Search code examples
cassandrabackuprestore

Can I just copy the snapshot from an existing node to a new machine to restore data?


I'm studying backup and restore of Cassandra. The DataStax doc (Cassandra restore) mentioned two ways of restoring data:

  1. Restoring from local nodes
  2. Restoring from centralized backups.

My question is: Can I just generate the snapshot of my existing node and copy the output files (file.db) to a newly started node. Then put them into the right directory /var/lib/cassandra/data. Is this a right way?

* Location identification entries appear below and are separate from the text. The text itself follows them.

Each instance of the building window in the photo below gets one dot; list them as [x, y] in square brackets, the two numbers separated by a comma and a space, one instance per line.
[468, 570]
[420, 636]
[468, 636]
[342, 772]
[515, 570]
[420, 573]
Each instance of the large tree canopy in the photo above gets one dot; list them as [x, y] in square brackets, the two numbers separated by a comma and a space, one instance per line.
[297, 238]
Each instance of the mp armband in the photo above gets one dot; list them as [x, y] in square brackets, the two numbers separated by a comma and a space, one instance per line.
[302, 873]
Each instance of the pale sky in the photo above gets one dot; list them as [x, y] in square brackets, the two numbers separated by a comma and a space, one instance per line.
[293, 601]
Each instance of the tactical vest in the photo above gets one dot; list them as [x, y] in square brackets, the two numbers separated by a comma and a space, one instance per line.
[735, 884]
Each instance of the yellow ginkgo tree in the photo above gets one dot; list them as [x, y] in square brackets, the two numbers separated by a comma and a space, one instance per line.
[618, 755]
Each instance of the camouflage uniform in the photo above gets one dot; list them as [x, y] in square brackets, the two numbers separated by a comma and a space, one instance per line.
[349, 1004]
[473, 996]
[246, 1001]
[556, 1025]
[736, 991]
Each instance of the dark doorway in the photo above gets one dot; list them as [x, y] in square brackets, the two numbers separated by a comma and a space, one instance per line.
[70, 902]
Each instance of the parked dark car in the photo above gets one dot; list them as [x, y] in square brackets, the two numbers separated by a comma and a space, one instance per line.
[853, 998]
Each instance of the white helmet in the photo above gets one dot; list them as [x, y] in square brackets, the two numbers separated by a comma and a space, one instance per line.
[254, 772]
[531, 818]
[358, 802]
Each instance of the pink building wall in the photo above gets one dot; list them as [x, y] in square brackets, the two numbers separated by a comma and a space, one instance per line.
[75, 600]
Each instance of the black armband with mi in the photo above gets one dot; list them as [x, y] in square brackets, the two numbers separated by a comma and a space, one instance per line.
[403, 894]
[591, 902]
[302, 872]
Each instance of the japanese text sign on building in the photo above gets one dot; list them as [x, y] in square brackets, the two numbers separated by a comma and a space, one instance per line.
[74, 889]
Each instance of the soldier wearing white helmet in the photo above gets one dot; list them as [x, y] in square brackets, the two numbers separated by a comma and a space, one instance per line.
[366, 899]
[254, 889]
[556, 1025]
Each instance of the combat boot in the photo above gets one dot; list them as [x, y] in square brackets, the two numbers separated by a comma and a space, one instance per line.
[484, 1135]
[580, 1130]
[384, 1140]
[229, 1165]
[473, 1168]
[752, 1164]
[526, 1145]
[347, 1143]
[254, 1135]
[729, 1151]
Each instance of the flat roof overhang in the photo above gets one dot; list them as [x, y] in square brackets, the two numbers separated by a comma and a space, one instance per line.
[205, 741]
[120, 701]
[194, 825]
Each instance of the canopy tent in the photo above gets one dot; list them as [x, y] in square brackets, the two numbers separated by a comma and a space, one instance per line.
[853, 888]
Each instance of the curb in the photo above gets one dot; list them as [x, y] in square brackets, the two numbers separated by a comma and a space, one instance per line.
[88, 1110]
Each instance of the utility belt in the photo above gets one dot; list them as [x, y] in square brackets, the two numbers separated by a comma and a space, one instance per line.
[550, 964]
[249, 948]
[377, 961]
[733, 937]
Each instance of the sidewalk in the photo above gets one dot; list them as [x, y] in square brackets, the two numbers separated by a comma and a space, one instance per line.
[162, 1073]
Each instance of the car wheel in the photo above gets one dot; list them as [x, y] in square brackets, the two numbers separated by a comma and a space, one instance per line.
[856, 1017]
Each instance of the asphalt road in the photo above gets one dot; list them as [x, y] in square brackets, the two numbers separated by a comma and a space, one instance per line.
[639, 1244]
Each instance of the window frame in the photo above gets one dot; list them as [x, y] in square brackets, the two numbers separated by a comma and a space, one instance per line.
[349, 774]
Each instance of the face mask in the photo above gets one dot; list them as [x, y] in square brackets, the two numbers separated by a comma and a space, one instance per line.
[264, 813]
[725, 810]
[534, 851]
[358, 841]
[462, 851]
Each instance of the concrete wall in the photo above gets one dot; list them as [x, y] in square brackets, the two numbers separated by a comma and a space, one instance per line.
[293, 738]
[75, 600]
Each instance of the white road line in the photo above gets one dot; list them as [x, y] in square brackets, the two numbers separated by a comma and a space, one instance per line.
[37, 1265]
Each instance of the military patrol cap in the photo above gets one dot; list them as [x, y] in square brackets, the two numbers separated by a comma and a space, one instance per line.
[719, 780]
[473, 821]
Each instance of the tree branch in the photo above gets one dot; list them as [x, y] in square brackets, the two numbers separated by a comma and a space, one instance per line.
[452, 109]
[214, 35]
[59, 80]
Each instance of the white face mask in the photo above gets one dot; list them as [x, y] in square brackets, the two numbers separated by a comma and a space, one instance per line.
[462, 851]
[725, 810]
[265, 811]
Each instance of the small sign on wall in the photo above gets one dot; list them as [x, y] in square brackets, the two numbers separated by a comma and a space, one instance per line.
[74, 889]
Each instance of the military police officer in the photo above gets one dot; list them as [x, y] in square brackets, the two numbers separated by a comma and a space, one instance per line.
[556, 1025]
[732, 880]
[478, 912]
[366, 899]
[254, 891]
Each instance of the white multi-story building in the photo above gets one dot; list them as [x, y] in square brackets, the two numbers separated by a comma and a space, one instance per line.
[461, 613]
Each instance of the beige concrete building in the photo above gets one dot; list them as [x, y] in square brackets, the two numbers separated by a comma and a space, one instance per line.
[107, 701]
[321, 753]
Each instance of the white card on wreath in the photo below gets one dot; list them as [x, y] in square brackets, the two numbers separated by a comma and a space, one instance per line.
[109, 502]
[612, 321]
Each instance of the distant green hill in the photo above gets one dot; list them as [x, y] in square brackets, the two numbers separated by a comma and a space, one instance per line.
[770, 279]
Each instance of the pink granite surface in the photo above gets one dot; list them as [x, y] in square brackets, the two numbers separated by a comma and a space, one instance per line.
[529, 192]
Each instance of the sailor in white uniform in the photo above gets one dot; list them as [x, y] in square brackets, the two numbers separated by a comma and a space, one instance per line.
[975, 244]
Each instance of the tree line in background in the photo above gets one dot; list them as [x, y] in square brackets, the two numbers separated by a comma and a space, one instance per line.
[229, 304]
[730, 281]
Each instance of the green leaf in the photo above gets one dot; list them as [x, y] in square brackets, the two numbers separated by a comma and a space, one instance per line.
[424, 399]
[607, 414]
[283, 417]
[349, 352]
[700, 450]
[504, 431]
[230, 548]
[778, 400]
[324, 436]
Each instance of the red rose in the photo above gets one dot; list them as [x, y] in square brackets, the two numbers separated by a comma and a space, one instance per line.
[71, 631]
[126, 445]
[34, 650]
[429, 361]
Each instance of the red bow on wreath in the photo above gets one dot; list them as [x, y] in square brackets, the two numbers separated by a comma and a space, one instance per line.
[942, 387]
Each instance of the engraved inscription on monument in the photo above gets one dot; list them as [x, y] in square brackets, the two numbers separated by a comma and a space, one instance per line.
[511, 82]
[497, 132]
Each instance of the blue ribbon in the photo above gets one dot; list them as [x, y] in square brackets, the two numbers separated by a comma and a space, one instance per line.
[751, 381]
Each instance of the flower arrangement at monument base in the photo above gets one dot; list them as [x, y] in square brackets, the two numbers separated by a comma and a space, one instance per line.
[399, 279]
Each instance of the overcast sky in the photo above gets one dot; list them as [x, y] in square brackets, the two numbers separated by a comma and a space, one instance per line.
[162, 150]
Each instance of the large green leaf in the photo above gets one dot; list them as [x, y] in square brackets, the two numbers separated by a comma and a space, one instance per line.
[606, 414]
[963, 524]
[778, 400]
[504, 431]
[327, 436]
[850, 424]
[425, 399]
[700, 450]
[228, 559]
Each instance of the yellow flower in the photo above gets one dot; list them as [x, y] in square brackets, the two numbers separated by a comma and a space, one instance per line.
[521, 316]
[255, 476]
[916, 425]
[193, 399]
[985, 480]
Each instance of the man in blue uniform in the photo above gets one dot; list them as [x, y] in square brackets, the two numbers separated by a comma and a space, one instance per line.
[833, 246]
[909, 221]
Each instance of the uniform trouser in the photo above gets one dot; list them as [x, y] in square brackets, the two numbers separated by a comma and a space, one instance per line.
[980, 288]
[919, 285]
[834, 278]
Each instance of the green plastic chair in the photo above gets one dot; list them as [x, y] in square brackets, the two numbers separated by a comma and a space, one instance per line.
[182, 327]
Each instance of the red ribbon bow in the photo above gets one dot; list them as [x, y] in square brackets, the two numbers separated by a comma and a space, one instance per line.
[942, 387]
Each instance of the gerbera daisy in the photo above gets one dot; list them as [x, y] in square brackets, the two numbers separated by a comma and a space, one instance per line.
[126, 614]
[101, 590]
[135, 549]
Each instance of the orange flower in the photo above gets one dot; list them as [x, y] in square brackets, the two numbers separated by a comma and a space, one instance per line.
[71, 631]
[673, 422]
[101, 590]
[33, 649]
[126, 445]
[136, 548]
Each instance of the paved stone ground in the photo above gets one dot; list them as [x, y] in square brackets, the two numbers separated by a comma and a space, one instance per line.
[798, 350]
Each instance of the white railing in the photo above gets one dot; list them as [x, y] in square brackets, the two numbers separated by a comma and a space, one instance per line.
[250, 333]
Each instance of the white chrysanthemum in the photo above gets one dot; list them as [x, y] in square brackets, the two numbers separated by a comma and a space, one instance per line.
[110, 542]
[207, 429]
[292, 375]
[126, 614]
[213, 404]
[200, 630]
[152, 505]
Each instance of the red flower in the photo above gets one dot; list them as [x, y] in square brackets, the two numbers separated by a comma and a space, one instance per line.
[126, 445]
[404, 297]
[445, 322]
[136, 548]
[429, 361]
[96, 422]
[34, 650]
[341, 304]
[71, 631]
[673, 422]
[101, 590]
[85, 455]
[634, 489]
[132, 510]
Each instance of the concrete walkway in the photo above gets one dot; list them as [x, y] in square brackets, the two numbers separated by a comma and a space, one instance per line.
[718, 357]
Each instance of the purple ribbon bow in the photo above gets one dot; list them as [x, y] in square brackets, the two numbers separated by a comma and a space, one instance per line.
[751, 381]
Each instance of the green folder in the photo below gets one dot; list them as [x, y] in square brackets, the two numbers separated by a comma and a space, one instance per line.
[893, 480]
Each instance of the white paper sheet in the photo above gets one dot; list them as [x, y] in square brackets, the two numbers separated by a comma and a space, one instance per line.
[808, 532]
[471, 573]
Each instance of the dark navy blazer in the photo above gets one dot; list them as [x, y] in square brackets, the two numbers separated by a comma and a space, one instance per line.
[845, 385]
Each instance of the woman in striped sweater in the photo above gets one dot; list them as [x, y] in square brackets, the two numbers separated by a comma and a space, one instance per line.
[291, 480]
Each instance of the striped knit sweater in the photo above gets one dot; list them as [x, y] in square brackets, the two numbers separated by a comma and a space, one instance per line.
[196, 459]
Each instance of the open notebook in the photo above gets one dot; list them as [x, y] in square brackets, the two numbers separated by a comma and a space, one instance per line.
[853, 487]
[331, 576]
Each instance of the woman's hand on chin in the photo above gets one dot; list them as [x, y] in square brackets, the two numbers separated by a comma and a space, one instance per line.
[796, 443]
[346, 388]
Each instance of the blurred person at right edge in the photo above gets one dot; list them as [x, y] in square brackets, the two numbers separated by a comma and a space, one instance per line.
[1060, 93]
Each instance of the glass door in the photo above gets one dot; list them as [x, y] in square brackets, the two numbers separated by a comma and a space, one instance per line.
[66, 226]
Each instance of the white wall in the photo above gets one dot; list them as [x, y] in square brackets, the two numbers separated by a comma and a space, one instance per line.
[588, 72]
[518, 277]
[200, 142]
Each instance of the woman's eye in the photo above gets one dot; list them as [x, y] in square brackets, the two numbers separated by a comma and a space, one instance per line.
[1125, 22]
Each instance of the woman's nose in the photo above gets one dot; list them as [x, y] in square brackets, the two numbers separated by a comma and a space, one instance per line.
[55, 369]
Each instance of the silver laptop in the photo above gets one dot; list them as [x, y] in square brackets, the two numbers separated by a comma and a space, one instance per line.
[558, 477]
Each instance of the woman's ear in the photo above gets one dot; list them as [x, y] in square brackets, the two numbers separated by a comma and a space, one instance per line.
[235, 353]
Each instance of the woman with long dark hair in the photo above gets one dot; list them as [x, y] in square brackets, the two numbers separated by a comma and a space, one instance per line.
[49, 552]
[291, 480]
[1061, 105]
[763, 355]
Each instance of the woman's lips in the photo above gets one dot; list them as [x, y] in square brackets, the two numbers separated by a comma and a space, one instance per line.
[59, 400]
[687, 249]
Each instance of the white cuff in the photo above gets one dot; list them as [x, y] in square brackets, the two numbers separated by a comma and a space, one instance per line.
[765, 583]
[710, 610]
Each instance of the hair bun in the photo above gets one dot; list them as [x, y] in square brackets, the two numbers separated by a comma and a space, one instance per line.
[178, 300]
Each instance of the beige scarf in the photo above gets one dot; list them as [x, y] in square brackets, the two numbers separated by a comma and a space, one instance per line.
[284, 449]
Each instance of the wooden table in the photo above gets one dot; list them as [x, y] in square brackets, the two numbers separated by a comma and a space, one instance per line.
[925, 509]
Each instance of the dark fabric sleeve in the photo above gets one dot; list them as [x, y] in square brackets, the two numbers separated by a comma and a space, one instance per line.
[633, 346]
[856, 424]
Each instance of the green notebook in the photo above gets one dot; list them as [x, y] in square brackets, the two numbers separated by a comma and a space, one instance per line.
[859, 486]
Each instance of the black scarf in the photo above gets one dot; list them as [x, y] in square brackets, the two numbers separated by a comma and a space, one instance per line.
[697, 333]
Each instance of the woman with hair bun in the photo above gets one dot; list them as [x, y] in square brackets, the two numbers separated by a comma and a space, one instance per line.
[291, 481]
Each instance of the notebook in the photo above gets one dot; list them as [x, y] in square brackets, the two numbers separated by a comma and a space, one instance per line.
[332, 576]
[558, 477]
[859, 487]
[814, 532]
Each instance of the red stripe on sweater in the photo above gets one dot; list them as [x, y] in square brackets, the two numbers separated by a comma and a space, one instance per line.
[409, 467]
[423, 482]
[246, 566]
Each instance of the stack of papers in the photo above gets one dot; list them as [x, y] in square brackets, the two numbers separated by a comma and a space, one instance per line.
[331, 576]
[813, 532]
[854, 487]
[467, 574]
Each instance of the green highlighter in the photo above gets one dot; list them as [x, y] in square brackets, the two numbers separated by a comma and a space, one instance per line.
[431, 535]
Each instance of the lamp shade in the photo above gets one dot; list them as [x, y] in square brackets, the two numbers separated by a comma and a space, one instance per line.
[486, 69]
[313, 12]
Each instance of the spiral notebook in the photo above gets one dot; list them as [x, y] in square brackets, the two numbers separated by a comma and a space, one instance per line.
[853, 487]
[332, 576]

Or is there anything I am missing?


Solution

  • You cannot simply copy snapshots from one to another because those two nodes won't necessarily own the same token range(s) so the data in the snapshots would be useless to a random node.

    In Cassandra, data is distributed across nodes in a cluster, each owning a range of tokens. Each partition (a record) has a partition key (part of the primary key) which is converted into a token value using a hashing algorithm whose value determines which node the partition will be stored.

    The SSTables in the snapshot only contain partitions which have token values that lie within the range of tokens owned by a node. Copying the snapshot to a node which owns a different range of tokens means that some or all the partitions in the SSTables will be lost since the new node will never accept reads for partitions it doesn't own.

    If you want to restore data to a node with identical configuration (including token ownership), you can use the "refresh method". I've documented the detailed procedure in How to restore snapshots to a cluster with identical configuration.

    Otherwise, you will need to bulk-load the snapshots using the sstableloader utility so the data in the SSTables are sent to the nodes which own them (replicas). I've documented the detailed procedure in How to clone data to a new cluster. Cheers!